A dor é uma eterna lampeja em uma desistência de mim. Sinto ainda sua presença na minha. Presença é dar presença à dor. Eu sou seu suporte, seu adeus parado por morrer de mim. Presença é aceitar a ausência de pensar, ser. É ser mais que eu mesma. Ver-me nas coisas, no Sol, na vida, na poesia, mesmo que a alegria seja clandestina. Ser, nunca ser, é a mesma alegria, amor, vida. O ser se demora no nada, no vazio. Tudo isso para ser um ser. Separo-me de mim com o nada impregnado na pele, na sede de pele que nunca acaba. É invisível a dor, mesmo na pele a sangrar. Assim a dor acaba. Ainda não consigo ser eu.

A existência da existência

O silêncio tira a alma da alma e a alma cria vida. O silêncio do Sol é proteção do Universo. Sem o Universo, o céu é sempre o mesmo. O sonho absorve o ser, sonha com o não ser. A única coisa que posso fazer pelo corpo é morrer por mim, é viver. Será que viverei sem o corpo? O que faço com o silêncio do corpo? Transformo-o em Deus, em mim. Meu despertar é ausência absoluta de mim, que necessita do meu colo, do meu consolo, da minha paz. Eu me torno estranha de tanta paz. A paz de ser é infinita, eterna, como um novo ser a nascer de mim, onde tudo morre. O amor é um sonho que tem fim no despertar. A existência da existência é a frustração, é não haver Sol no Sol. Cativar o Sol é entrar no Sol, até ser amanhecer. Nada amo sem o Sol. Para criar o Sol na eternidade, inventei mãos para mim.

Não faz sentido

A incompreensão me fez viver até a compreensão, e a vida não me fez mais sentido. O ser é presença da morte. A vida não alcançar o ser, o sentirá ao morrer.
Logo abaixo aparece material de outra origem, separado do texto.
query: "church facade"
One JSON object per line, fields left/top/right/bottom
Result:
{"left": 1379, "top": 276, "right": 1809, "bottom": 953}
Avançar, evoluir é morrer. Eu me entrelaço em meu ser no morrer, para morrer, sem a presença da morte. Quem sabe assim algo apareça na vida que substitua a morte. O torpor é a vida. O céu é a vida que se sonha. Sonhar é esquecer o céu no céu e sonhar ser céu. Ser céu é não ter Deus. Se tem Deus sem Deus. Deus é o refúgio secreto que temos dentro de nós. Pensar e sonhar são iguais. O ser é o passado do mundo. A imaginação é sem imaginação, como um nada que não existe. Para o nada existir tenho que deixar minhas mãos sem Sol. O Sol é as minhas mãos em silêncio de luz. Nem quem morre sabe o que é a morte, pois a essência da morte não morre, é eterna como a luz de Deus. O céu não sonha sonhando. Como reconhecer o reconhecimento? Reconhecer é dizer sim ao não. Isso é poder ter alma no sim ou no não, desde que seja intenso para valer. O intenso é o real. Algo de real significa o real. E se o real for a despedida como poesia? A poesia é o mundo atual, onde a eternidade é necessária. O silêncio é sombra de si mesmo, arde de amor por mim. Nem a sombra sabe o que é a vida, a morte, o meu ser, a luz e a escuridão. A renúncia é a descoberta da alma na visibilidade de mim mesma. O céu, as estrelas poupam Deus da vida, do amor humano, que causa tantas mortes, nenhuma dor.

O sonhar da ausência

Nada posso deixar na morte, nem mesmo o nada. O nada não é a morte. A morte é a esperança traduzida em lágrimas. Não sei se é dom ou um instante não vivido. Saber é o nada a pensar. Não sou eu quem pensa, é o nada, é o momento triste de viver. Os olhos verão a tristeza com outros olhos. Os olhos se veem sem demonstrar nada, mas sentem onde ninguém mais sente. Sentir é despedida. Quero sentir sem me sentir. Sentir é andar onde não se anda. O amor se amar é despedida do amor, é o amor se renovando em uma vida maior que o amor. Quero pensar na tristeza como penso na alegria. A alegria se dispersando no vazio divino, para haver o haver sido vida. A vida é o fim de haver sido vida. A vida faz a mente não funcionar. A mente é a distância da vida no sobreviver do corpo.